BRANFORD — Nearly 200 people warmed up the Branford High School cafeteria Monday morning with fellowship, a Southern-style breakfast — grits and all — and to celebrate the memory and inspiration of the late Rev. Dr. Martin Luther King Jr.

Beth Chandler, speaker at the 19th annual Rev. Dr. Martin Luther King Jr. Community Breakfast, pointed out that a cohesive, united community such as the one King envisioned is protection against some of the more corrosive elements of society.

She urged those attending the community breakfast to reach out and cross the gulfs that divide them from people of other backgrounds, challenging people to get to know someone in the coming year who is from a background different from their own.

“Oppression thrives in fragmented communities,” said Chandler, 52, who grew up as an African American in Branford and went on to go to Harvard and Columbia Business School, play pro basketball in Austria and ultimately become president of the Boston YWCA, a job she currently holds.

“So why is it so hard for us to put humankind before self-interest?” she asked.

Chandler, a star volleyball and basketball player at Branford High who also was its 1984 senior class president, offered fond memories of the town.

But she also recalled that in the not-so-distant-past “my grandmother could only find work as a domestic and my mother couldn’t find work at all when she first moved to Branford when she married my father.”

And she recalled that as a child, she would sometimes come home crying because a kid at school called her “the n-word.”

But Chandler also noted that she went from there to being elected class president.

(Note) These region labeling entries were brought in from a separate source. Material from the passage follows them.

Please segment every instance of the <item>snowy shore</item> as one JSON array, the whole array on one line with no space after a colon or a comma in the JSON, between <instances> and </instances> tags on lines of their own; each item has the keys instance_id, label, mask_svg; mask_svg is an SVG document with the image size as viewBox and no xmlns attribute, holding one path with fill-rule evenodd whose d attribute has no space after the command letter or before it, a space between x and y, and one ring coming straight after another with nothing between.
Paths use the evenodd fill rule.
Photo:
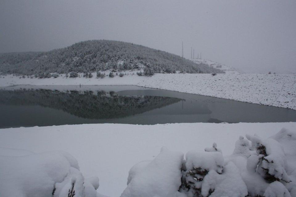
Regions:
<instances>
[{"instance_id":1,"label":"snowy shore","mask_svg":"<svg viewBox=\"0 0 296 197\"><path fill-rule=\"evenodd\" d=\"M0 87L27 84L135 85L296 110L296 75L157 74L150 77L130 74L103 79L20 78L12 75L0 78Z\"/></svg>"},{"instance_id":2,"label":"snowy shore","mask_svg":"<svg viewBox=\"0 0 296 197\"><path fill-rule=\"evenodd\" d=\"M68 152L77 159L85 178L99 178L99 193L115 197L126 187L130 168L154 159L162 146L185 154L192 149L202 151L215 142L227 155L232 154L240 136L256 134L265 138L283 127L296 131L296 123L35 127L0 129L0 144L35 153Z\"/></svg>"}]
</instances>

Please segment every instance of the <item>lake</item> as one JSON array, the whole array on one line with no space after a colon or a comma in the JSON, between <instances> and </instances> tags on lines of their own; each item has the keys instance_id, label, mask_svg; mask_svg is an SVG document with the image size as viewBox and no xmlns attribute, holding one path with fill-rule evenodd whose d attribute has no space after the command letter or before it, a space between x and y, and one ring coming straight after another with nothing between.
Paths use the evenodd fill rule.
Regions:
<instances>
[{"instance_id":1,"label":"lake","mask_svg":"<svg viewBox=\"0 0 296 197\"><path fill-rule=\"evenodd\" d=\"M296 110L134 86L0 88L0 128L296 121Z\"/></svg>"}]
</instances>

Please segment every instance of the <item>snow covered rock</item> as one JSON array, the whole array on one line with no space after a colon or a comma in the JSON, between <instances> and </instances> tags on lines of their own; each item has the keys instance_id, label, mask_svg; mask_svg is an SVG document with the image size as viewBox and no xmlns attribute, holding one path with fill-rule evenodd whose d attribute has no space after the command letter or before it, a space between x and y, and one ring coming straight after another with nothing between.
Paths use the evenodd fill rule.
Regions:
<instances>
[{"instance_id":1,"label":"snow covered rock","mask_svg":"<svg viewBox=\"0 0 296 197\"><path fill-rule=\"evenodd\" d=\"M0 156L0 163L2 197L64 197L69 192L75 197L97 195L98 179L85 180L77 161L65 152Z\"/></svg>"},{"instance_id":2,"label":"snow covered rock","mask_svg":"<svg viewBox=\"0 0 296 197\"><path fill-rule=\"evenodd\" d=\"M203 196L210 194L211 197L245 197L248 195L248 189L239 170L230 162L224 166L221 174L211 170L205 176L201 194Z\"/></svg>"},{"instance_id":3,"label":"snow covered rock","mask_svg":"<svg viewBox=\"0 0 296 197\"><path fill-rule=\"evenodd\" d=\"M249 141L244 139L242 136L240 136L239 139L235 143L233 154L248 158L253 153L251 149Z\"/></svg>"},{"instance_id":4,"label":"snow covered rock","mask_svg":"<svg viewBox=\"0 0 296 197\"><path fill-rule=\"evenodd\" d=\"M291 197L287 188L278 181L269 184L263 195L264 197Z\"/></svg>"},{"instance_id":5,"label":"snow covered rock","mask_svg":"<svg viewBox=\"0 0 296 197\"><path fill-rule=\"evenodd\" d=\"M213 148L216 146L215 143L214 145ZM222 173L224 163L223 156L217 151L193 150L187 153L186 157L186 171L183 172L180 191L189 197L202 196L202 186L205 177L209 173L210 176ZM212 189L209 188L208 193L213 191Z\"/></svg>"},{"instance_id":6,"label":"snow covered rock","mask_svg":"<svg viewBox=\"0 0 296 197\"><path fill-rule=\"evenodd\" d=\"M212 147L206 148L204 149L204 151L206 152L216 152L218 151L220 153L222 153L222 151L221 151L221 149L217 148L217 144L215 142L213 143Z\"/></svg>"},{"instance_id":7,"label":"snow covered rock","mask_svg":"<svg viewBox=\"0 0 296 197\"><path fill-rule=\"evenodd\" d=\"M121 197L182 197L181 168L184 156L162 147L149 163L140 163L130 171L128 184Z\"/></svg>"}]
</instances>

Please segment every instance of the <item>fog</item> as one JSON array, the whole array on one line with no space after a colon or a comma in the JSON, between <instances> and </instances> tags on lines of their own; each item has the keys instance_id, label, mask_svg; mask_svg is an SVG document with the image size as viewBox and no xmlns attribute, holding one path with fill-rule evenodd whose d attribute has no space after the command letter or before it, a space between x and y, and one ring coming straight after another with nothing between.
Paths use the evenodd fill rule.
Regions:
<instances>
[{"instance_id":1,"label":"fog","mask_svg":"<svg viewBox=\"0 0 296 197\"><path fill-rule=\"evenodd\" d=\"M0 53L131 42L248 73L296 74L296 1L0 1Z\"/></svg>"}]
</instances>

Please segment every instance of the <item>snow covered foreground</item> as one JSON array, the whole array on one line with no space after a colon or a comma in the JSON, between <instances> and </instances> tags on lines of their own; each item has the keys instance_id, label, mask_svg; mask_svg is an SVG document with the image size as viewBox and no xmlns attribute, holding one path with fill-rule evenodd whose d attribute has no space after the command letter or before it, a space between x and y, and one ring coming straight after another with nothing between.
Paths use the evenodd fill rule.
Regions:
<instances>
[{"instance_id":1,"label":"snow covered foreground","mask_svg":"<svg viewBox=\"0 0 296 197\"><path fill-rule=\"evenodd\" d=\"M97 179L88 179L97 176L98 192L112 197L122 193L122 197L185 197L197 192L204 196L245 196L249 192L252 196L294 196L295 132L296 123L104 124L2 129L0 196L52 196L55 183L56 183L60 187L55 193L68 194L75 180L80 183L77 185L88 186L76 189L75 196L80 196L79 191L92 192L98 186ZM211 147L214 142L217 146ZM56 151L69 153L80 168L66 153L32 153ZM143 160L128 174L131 167ZM13 176L3 175L7 174ZM182 193L177 191L180 186ZM36 193L30 193L32 187L34 187ZM12 188L17 190L9 190Z\"/></svg>"},{"instance_id":2,"label":"snow covered foreground","mask_svg":"<svg viewBox=\"0 0 296 197\"><path fill-rule=\"evenodd\" d=\"M103 79L0 77L0 87L28 84L135 85L296 110L294 74L157 74L150 77L130 74Z\"/></svg>"}]
</instances>

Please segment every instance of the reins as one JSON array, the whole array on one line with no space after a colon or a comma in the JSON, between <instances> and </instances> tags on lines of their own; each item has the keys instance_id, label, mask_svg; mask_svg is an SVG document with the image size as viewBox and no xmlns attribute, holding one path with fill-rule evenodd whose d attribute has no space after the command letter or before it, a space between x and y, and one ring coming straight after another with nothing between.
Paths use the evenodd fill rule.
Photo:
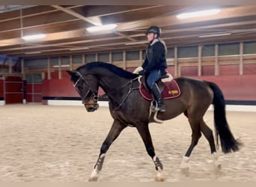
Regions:
<instances>
[{"instance_id":1,"label":"reins","mask_svg":"<svg viewBox=\"0 0 256 187\"><path fill-rule=\"evenodd\" d=\"M94 89L92 89L89 85L89 83L88 83L88 82L86 80L85 80L83 76L78 71L76 72L79 76L79 79L76 82L76 83L73 85L73 86L76 88L76 85L77 84L81 81L82 80L88 86L88 91L86 92L86 94L85 94L85 96L82 97L82 102L83 102L83 104L84 105L88 105L86 103L84 103L84 99L86 98L86 96L89 94L90 91L92 92L93 95L94 95L94 101L97 101L99 99L99 96L98 96L98 91L95 91ZM91 105L91 104L90 104ZM94 105L96 105L95 103Z\"/></svg>"}]
</instances>

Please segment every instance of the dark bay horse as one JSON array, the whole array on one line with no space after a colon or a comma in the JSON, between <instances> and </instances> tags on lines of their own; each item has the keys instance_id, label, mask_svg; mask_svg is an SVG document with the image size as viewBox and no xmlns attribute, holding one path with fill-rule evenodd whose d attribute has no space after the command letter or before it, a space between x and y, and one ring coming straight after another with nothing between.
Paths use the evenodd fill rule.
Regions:
<instances>
[{"instance_id":1,"label":"dark bay horse","mask_svg":"<svg viewBox=\"0 0 256 187\"><path fill-rule=\"evenodd\" d=\"M107 150L122 130L127 126L137 129L148 155L156 170L156 181L162 181L162 165L153 146L148 124L150 102L139 94L138 75L104 62L92 62L67 71L88 111L99 107L98 89L101 87L109 97L109 111L114 119L110 131L100 148L100 153L89 181L96 181L102 169ZM201 133L210 144L210 153L216 168L220 168L216 154L213 131L207 126L203 117L210 104L214 105L214 121L217 137L223 153L237 151L240 144L232 135L225 117L225 99L220 88L213 82L180 77L175 79L181 94L179 97L165 100L165 112L159 112L162 120L172 119L181 113L188 118L192 129L192 141L181 163L181 168L188 171L191 153L198 144Z\"/></svg>"}]
</instances>

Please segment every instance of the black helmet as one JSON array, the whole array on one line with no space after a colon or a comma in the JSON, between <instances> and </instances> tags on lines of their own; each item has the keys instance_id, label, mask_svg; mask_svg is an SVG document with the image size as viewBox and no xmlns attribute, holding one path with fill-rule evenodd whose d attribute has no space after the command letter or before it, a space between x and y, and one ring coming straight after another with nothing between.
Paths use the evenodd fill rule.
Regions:
<instances>
[{"instance_id":1,"label":"black helmet","mask_svg":"<svg viewBox=\"0 0 256 187\"><path fill-rule=\"evenodd\" d=\"M147 34L148 33L157 34L157 36L159 37L161 35L161 28L158 26L150 26L147 29L145 32L146 34Z\"/></svg>"}]
</instances>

Those who attended the breakfast were entertained by the Branford High Music Makers, which sang “Lift Every Voice And Sing” and a medley of “We Shall Overcome” and Bill Withers’ “Lean On Me.”

The Music Makers later reprised “We Shall Overcome” as the crowd linked arms and sang along.

The breakfast, which this year was part of Branford’s 375th anniversary celebration, has roots that date back to in 1985 at St. Stephen’s A.M.E. Zion Church. Proceeds from the $10 adult admission fees will benefit the Fuel Bank and the Community Dining Room.

This was the breakfast’s first year in the high school after a number of years in St. Therese’s Roman Catholic Church on Leetes Island Road. As of last year, the event had outgrown the church, organizers said.

Chandler grew up on Bryan Road and is a member of the Branford Sports Hall of Fame. She is the daughter of Phoebe Chandler, who is head of the breakfast’s organizing committee. Her late father, Branford native Joseph Chandler, who died in 2011, was a basketball coach at Cheshire High School and was on the Branford Board of Education.

The breakfast was prepared with the assistance of students in the Branford High culinary arts program.